Os cidadãos que protestam contra a corrupção deveriam sair
às ruas com chicotes, flagelando-se a si mesmos, e gritando: Abaixo eu! Abaixo
eu!
De qualquer forma, é apavorante constatar o poder da mídia
de fazer prevalecer sua hegemonia na interpretação dos fatos sociais. Os
jornais e a televisão esconderam acintosamente que a defesa pela democratização
da mídia é uma demanda que constava nas grandes manifestações de junho, e que
foram centrais nas desta quinta-feira.
A deficiência da representação política está ligada
diretamente à questão da mídia. Congresso, Presidência da República, Ministério
Público, STF, apenas são atingidos pelas demandas destacadas pela mídia. Isso é
um erro. Talvez o principal erro da democracia brasileira. As instituições estão
subestimando o que é a principal lacuna da nossa democracia. A mídia deve ser
democratizada para que as demandas dos diferentes setores possam fluir de baixo
para cima no corpo social.
Ontem, aconteceu uma grande manifestação diante da Globo.
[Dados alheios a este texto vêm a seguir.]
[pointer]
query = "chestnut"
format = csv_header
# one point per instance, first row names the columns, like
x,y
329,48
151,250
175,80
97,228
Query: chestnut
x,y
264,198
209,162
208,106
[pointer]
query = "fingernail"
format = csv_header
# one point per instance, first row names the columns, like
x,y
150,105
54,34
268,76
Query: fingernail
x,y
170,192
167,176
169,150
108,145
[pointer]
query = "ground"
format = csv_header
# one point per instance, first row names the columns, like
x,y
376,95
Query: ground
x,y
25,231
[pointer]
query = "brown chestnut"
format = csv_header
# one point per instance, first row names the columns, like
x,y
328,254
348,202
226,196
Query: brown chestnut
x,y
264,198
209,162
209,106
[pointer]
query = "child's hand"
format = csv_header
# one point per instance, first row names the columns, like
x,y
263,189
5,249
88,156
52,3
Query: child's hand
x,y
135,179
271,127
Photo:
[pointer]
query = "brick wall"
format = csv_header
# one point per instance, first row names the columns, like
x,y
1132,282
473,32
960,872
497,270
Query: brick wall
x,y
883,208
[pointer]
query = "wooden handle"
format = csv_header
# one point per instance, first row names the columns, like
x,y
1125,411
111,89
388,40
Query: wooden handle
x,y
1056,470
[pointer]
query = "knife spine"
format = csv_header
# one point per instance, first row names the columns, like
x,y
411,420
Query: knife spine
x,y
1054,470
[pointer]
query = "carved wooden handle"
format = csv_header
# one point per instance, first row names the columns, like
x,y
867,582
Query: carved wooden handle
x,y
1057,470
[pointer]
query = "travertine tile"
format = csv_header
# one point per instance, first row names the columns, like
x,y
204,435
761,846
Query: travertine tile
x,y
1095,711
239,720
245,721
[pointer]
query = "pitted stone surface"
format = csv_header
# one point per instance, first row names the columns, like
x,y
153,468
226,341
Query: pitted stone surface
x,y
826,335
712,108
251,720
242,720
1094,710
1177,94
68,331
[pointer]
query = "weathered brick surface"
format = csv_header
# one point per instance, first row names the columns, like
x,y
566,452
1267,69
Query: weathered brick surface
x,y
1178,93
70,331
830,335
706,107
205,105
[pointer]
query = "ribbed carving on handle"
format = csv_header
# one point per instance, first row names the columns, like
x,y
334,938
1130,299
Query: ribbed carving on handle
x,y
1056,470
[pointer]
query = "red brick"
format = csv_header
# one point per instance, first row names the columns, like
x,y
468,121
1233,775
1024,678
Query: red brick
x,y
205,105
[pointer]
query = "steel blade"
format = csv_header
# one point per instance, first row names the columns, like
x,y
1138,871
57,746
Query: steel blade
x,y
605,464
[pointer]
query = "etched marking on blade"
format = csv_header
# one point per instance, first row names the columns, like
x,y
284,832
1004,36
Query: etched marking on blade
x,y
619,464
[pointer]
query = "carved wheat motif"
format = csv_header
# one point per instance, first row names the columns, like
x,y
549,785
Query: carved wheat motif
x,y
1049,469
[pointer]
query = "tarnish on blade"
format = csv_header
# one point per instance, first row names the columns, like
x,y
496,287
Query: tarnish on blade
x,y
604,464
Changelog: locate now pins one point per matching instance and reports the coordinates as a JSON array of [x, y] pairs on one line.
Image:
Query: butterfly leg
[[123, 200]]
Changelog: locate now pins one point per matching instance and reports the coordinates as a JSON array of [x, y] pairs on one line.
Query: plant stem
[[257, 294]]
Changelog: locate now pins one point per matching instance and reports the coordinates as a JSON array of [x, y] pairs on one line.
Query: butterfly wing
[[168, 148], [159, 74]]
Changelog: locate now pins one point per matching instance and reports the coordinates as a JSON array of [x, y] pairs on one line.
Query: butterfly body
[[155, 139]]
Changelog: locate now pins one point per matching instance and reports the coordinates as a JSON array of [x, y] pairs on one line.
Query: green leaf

Saiu apenas uma notícia de segundos no SP-TV, e mais nada. Não há editoriais.
Merval Pereira, em sua coluna de hoje, menciona o tema de
forma absolutamente cínica e mentirosa:
Pedir uma vaga democratização da mídia , por exemplo, é
simplesmente tentar levar para as ruas a reivindicação de pequenos grupos de
pressão, apoiados por blogs e revistas chapas-brancas, como se fosse uma
aspiração da nacionalidade.
Como não é uma manifestação da nacionalidade? Como assim:
“pequenos grupos de pressão”? A democratização da mídia era uma das principais
bandeiras dos movimentos sociais e centrais que ontem saíram às ruas. Não só
ontem. Nas manifestações de junho, foi uma das demandas mais importantes,
embora expressa de maneira genérica, em cantorias, cartazes e faixas contra a
Globo.
Mas os ministros do STF, o procurador-geral, e os clipeiros
do Congresso e da Presidência, preferem ler Merval Pereira do que ouvir a voz das
ruas.
Que imprensa é essa, que vem abafando um dos maiores
escândalos fiscais do século? Porque nenhum jornal aborda o “mensalão” da
Globo, e seus desdobramentos holliwoodianos? Porque nem a Agência Brasil parece
ter coragem de mencionar o tema? Eu fui entrevistado pela Rádio Nacional
argentina, principal rádio pública daquele país, para falar da sonegação da
Globo. Todos os sites, blogs e jornais alternativos no Brasil têm abordado o
caso. Porque a Agência Brasil e a TV Brasil não entram no assunto? Por que o
sistema público de comunicação sempre fica a reboque da grande mídia?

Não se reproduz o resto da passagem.